Недавно в Буэнос-Айресе умер Анатолий Аполлонович Бейер. Эта смерть прошла почти незамеченной; в газете появилось несколько строк, затем в одной из церквей Парижа была отслужена панихида, на которую пришли бывшие ученики и ученицы Шуменской гимназии, которой он был директором, и всё. Вместе с тем, Анатолий Аполлонович имел бы полное право на почетное место в истории русской интеллигенции. Эмигрантские условия существования, жестокие и несправедливые обстоятельства его личной жизни решили иначе. Это, конечно, не единственный случай. Интеллектуальные ценности теперь «котируются» ниже, чем когда бы то ни было. Это в конце концов понятно и апеллировать в сущности не к кому. Анатолий Аполлонович был жертвой именно этого положения вещей.
Он был директором русской эмигрантской гимназии, образовавшейся в Константинополе в 1922 г. и переехавшей потом в Болгарию, где она и кончила свое существование через несколько лет – за недостатком средств, успев, однако, выпустить несколько поколений эмигрантов-абитуриентов. Теперь кажется невероятным, что она могла вообще существовать при таком составе учеников – бывших солдат, офицеров, матросов, спекулянтов, совершенно взрослых, только что вырвавшихся из ада гражданской войны. Как можно было «вернуть культуре» этих бывших комендантов, командиров и просто потерявшихся людей, которые давно забыли о книгах, учебниках и сочинениях по русской литературе? Эти заслуги принадлежали Анатолию Аполлоновичу – и, я думаю, только ему оказались по силам.

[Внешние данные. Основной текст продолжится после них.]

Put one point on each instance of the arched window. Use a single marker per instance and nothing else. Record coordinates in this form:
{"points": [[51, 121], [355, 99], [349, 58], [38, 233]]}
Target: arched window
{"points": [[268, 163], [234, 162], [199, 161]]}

Он никогда не прибегал ни к каким наказаниям, он даже никогда не повышал голоса. Но удивительный его педагогический дар заключался в том, что его авторитет никем не оспаривался, точно так же, как его решения. Сам он преподавал физику – и у него не могло быть и не было плохих учеников. У него нельзя было не учиться – не только потому, что он делал свой предмет интересным, но еще и оттого, что это было неловко по отношению к нему лично. Он об этом не говорил и даже не давал это понять – но это было очевидно в одинаковой степени и для примерного первого ученика и для последнего, которому было, казалось бы, наплевать на все решительно. Самые отчаянные люди, идущие к нему с тем, чтобы протестовать, требовать и т. д. – в его присутствии сразу терялись и все кончалось очень мирным разговором. Но он не культивировал этого своего очарования и, казалось, забывал о нем. Когда я думал о нем, мне нужно было сделать большое усилие, чтобы вспомнить, что он был генералом – настолько он был непохожим на военного – хотя я не сомневаюсь, что и военным он был выдающимся.
Он был человек огромной гуманитарной культуры – одним из лучших представителей русской интеллигенции, каких мне приходилось встречать. У него был один недостаток: как очень умные люди, он не любил, когда его не сразу понимали, и на секунду в его глазах мелькало раздражение, но он тотчас же овладевал собой и снова принимался объяснять.
Объяснения его были удивительны по разнообразию понятий, которыми он оперировал; хорошему ученику он говорил несколько фраз, прибавляя – «понимаете?», плохому или менее культурному объяснял долго, не выходя из области идей, доступных именно его поневоле ограниченному пониманию. Кто-то шутя говорил про него, что, если ему дать час времени, он объяснит средней кухарке бином Ньютона.
Он управлял гимназией на основании принципов, которые у всякого другого директора кончились бы совершенно катастрофическим образом. Он ничего не запрещал и не применял никаких взысканий; и самое удивительное было то, что это незачем было делать. Вечерами иногда он собирал всю гимназию и говорил о некоторых поступках учеников, тут же их комментируя, – и получалось всегда так, что провинившиеся чувствовали себя в таком глупом и смешном положении, в каком никогда не бывали: и это служило совершенно достойным уроком. Его исключительный ум был совершенно лишен высокомерия, на которое имел право; он разговаривал с каждым учеником, как равный, и эффект получался безошибочный – было слишком стыдно потом не оправдать его доверие. (Помню, как мы – нас было несколько человек – пришли к нему протестовать по поводу того, что в зале, который примыкал к нашему дортуару, постоянно устраивались танцевальные вечеринки; шум мешал нам заниматься. Он сказал: вот, вы, конечно, люди глубокомысленные и занимаетесь литературой и отвлеченными проблемами – а это все молодежь, знаете, у них голова легкая, им танцевать хочется. Вы их тоже поймите и пожалейте и потом, в конце концов, что вам мешает заниматься в другом дортуаре?)